Democrats and Republicans alike recognize that we need a solution to enable Dreamers to stay in the U.S. – the nation they grew up in and love as much as people born here. It is difficult, if not impossible, to imagine a successful immigration compromise that continues to leave them in legal limbo.

As Sen. Susan Collins R-Maine, put it earlier this week: “I am concerned about the fate of the DACA young people, and they cannot be excluded from any immigration package.”

A Gallup Poll released a few months ago found overwhelming support (81 percent) for a proposal to allow immigrants “currently in the country illegally” the chance to become citizens over time if they meet certain requirements.

And a CBS News Poll released just before the midterm elections last November found that a majority of the public thought immigrants make America better.

We know that changes to legal immigration must address workforce needs broadly. We certainly need high-skilled immigrants, and no one advocates excluding them.

But our economy needs the skilled farmworker as much as it needs the skilled engineer. That is why implementing a points-based immigration system and de-emphasizing family-based immigration – as President Trump proposes – are not effective solutions for American workers.

Also keep in mind that millions of immigrants who came to the U.S. with little education, unable to speak English, and who worked in low-paying jobs became the parents and grandparents of doctors, scientists, business leaders, government officials, and other Americans who contributed enormously to the U.S. and made us the great nation we are today.

President Trump himself is the grandson of immigrants and his mother was an immigrant.

In research from the National Foundation for American Policy and the organization I lead, the National Immigration Forum, we found that the RAISE Act – a proposal that takes a similar approach to what President Trump announced Thursday – would stifle economic growth and would not raise wages for American workers, among other concerns.

A ripple effect from too few workers in sectors such as agriculture and construction could cause job losses for Americans in related sectors. You don’t need an advanced degree or English skills for these jobs, but our country would be in big trouble without enough people to grow our food and build infrastructure, homes, businesses and all the other construction projects we need.

Ask CEOs about what stands in the way of the growth of their companies and they will have the same answer: workforce. A humming economy needs more, not fewer, workers. And the president’s plan comes up short in this respect.
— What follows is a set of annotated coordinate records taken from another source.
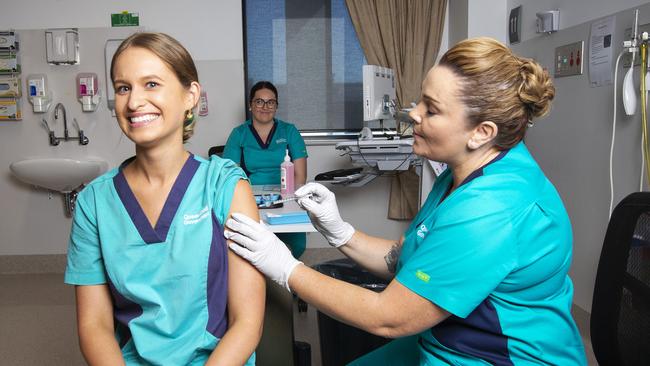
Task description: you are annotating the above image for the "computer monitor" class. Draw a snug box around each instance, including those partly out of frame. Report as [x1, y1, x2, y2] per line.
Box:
[363, 65, 396, 122]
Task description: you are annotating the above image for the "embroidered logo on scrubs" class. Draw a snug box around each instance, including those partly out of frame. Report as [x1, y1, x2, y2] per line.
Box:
[415, 269, 431, 283]
[418, 224, 429, 238]
[183, 206, 210, 225]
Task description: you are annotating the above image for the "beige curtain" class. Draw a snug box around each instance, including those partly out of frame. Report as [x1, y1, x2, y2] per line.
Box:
[345, 0, 447, 107]
[345, 0, 447, 220]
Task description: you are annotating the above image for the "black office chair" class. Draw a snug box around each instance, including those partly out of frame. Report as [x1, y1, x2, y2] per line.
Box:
[591, 192, 650, 366]
[208, 145, 225, 157]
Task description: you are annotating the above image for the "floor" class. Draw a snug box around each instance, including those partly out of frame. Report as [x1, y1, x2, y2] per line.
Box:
[0, 252, 597, 366]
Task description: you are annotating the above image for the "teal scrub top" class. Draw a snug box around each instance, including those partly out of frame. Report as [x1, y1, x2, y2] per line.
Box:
[388, 143, 586, 365]
[223, 118, 307, 185]
[65, 155, 255, 365]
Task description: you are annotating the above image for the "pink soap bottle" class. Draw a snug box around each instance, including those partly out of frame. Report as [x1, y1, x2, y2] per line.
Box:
[280, 149, 295, 198]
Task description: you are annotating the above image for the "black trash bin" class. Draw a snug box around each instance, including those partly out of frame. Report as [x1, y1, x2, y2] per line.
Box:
[314, 258, 390, 366]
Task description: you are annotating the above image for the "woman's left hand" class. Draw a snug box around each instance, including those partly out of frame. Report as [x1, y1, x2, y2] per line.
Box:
[224, 213, 302, 291]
We also need to be smart about the people who are currently waiting in line. Over at Forbes, Stuart Anderson analyzed the Trump administration’s proposal and identified a major issue that needs to be addressed: “More than 4 million people waiting in family and employment-based green card backlogs would have their immigration applications eliminated, even if they have been waiting in line for years to immigrate.”

Tossing millions of people who have waited patiently for their green cards into a state of limbo is the very definition of divisive.

The president’s plan needs compassion as well, especially when it comes to the challenges of asylum seekers at our southern border.

Restricting the legal opportunity for people to petition for asylum goes against a fundamental principle that dates to the post-World War II era: that people fleeing threats to their lives or freedom should have a place to go. Not everyone who requests asylum should receive it, but they should be able to go through a fair process.

Both sides know what has to be done. Compromising on immigration is not a zero-sum game. We can ensure our safety, foster a talented and productive workforce, and offer a compassionate solution for the men, women and children who are fleeing persecution in Central America.


While we’re at it, we can also strengthen and streamline the legal immigration system so families and businesses are not hurt.

The president’s willingness to talk about solutions is an important first step. Democrats and Republicans in Congress ought to take the next step and put sensible proposals on the table. If they don’t, pessimism and gridlock will fill the void.